Treatment. Due to the advent of antibiotics, leprosy has been considered curable since the mid-20th century. Nonetheless, in the 1960s, tens of millions of leprosy cases were recorded worldwide when M. leprae started developing resistance to dapsone, the most common treatment option at the time. The World Health Organization, the International Federation of Anti-Leprosy Associations, and other nonprofit organizations, responded by initiating major campaigns against leprosy. These resulted in finding a highly effective three-drug regimen (rifampin, dapsone, and clofazimine) to treat the disease. This treatment showed a steady improvement of outcomes, including a decline in new cases.
Prevention. In 2017, researchers initiated clinical trials of a novel leprosy vaccine (LepVax); preliminary results are encouraging. But while we await the outcome of these trials, prophylactic administration of antibiotics to exposed individuals is the cornerstone of prevention. This is why the results of the study of rifapentine mentioned at the beginning of this Germ Gems post were met with much enthusiasm.
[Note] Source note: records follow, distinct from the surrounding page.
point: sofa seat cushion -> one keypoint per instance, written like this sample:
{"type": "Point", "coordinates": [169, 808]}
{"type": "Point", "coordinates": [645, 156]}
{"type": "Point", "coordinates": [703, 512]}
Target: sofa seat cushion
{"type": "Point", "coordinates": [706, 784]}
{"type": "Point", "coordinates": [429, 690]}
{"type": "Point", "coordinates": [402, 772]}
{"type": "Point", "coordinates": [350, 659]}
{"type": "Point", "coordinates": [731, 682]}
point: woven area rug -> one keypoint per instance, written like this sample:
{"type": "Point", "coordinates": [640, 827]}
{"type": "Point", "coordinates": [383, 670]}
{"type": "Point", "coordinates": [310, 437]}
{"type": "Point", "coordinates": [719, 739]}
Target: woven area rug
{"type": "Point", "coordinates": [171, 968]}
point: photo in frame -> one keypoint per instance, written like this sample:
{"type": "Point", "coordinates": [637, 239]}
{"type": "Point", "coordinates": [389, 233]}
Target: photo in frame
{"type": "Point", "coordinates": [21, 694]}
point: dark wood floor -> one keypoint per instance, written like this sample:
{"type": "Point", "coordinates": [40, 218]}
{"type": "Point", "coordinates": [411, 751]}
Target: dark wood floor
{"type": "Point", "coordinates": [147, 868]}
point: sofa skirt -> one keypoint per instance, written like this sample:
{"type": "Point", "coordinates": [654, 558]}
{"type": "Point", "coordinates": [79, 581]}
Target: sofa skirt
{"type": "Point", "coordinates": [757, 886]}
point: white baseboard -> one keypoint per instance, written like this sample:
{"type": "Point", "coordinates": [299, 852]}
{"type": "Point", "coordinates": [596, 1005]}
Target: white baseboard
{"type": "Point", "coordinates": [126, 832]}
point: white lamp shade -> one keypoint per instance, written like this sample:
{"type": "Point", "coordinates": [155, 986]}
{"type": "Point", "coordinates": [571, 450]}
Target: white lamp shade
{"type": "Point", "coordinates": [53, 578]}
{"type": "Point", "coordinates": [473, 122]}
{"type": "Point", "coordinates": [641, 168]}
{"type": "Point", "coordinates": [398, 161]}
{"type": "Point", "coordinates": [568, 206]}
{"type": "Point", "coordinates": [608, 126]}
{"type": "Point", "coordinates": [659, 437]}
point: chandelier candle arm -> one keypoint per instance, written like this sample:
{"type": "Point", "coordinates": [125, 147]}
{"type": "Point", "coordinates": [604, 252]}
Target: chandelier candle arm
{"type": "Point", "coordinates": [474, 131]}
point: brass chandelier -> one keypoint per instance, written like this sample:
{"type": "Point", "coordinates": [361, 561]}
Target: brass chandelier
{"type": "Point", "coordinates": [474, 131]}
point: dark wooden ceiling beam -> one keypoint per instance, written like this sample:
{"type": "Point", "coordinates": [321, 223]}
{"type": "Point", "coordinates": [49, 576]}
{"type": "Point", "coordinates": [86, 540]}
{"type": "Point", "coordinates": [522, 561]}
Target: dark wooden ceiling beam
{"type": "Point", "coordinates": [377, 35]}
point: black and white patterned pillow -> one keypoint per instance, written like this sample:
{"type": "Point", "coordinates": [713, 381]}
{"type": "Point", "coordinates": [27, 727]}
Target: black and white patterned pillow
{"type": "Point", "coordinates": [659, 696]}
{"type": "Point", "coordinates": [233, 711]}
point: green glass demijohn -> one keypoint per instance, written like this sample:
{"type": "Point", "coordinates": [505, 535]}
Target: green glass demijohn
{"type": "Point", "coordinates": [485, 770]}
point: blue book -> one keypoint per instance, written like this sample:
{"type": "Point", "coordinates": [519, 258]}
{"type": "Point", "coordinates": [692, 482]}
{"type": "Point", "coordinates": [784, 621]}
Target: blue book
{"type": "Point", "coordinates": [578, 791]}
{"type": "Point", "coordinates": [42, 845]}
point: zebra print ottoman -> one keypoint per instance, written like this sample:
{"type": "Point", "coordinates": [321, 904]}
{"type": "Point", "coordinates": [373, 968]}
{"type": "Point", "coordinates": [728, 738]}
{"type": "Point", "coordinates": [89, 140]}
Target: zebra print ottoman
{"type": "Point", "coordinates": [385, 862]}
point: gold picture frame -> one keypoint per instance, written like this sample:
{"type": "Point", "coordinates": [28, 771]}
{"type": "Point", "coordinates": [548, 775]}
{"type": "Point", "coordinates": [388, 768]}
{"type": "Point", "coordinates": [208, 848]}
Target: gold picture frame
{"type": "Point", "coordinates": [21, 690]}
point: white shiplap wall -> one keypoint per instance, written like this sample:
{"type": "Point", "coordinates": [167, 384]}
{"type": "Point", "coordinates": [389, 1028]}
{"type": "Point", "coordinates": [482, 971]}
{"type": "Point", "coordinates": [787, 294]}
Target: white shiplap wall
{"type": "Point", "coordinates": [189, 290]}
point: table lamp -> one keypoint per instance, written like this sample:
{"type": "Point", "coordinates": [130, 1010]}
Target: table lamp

Hongsheng Wang and his colleagues of the National Center for Leprosy Control at the Chinese Center for Disease Control and Prevention in Beijing carried out the study “Single-Dose Rifapentine in Household Contacts of Patients with Leprosy” reported in the NEJM on May 17, 2023. After over four years of follow-up, they found that the subjects who received a single dose of rifapentine had an 84% lower risk of developing leprosy than the no-intervention control group. In addition, they found that rifapentine outperformed a group given rifampin, another antibiotic used in prophylaxis.
In an accompanying NEJM editorial, “A New Step in Postexposure Prophylaxis for Leprosy,” Dr. David Scollard, the former director of the National Hansen’s Disease (Leprosy) Programs in Louisiana, stated, “[T]hese new findings with rifapentine provide additional energy in the implementation of postexposure prophylaxis for leprosy.” Scollard also commented that the study design, which provided confidentiality so social contacts and neighbors were unaware of nearby leprosy, was desirable to avoid stigma and discrimination.
Stigmatization of leprosy. Sadly, the stigmatization of lepers as “unclean” is as ancient as the disease—a disease with clinical descriptions dating to 1400 BC in India. Fortunately, there are some very notable exceptions to this social ostracization. For example, the embrace of a leper by Francis of Assisi in 1205 is said to be the origin of his conversion. And in modern times, Mother Teresa, upon recognizing that stigmatization is a human rights issue, initiated a fund to support educational efforts, establish housing and vocational support and create clinics to provide medication and wound care of infected individuals. (In 2008, the United Nations Human Rights Council adopted a resolution on “Elimination of discrimination against persons affected by leprosy and their family members.”)
With continued advances in its prevention with measures, such as rifapentine prophylaxis (and hopefully, an effective vaccine), leprosoria are likely to become increasingly obsolete. And along with improvements in clinical outcomes, it is hoped the social stigmatization of leprosy will become ancient history.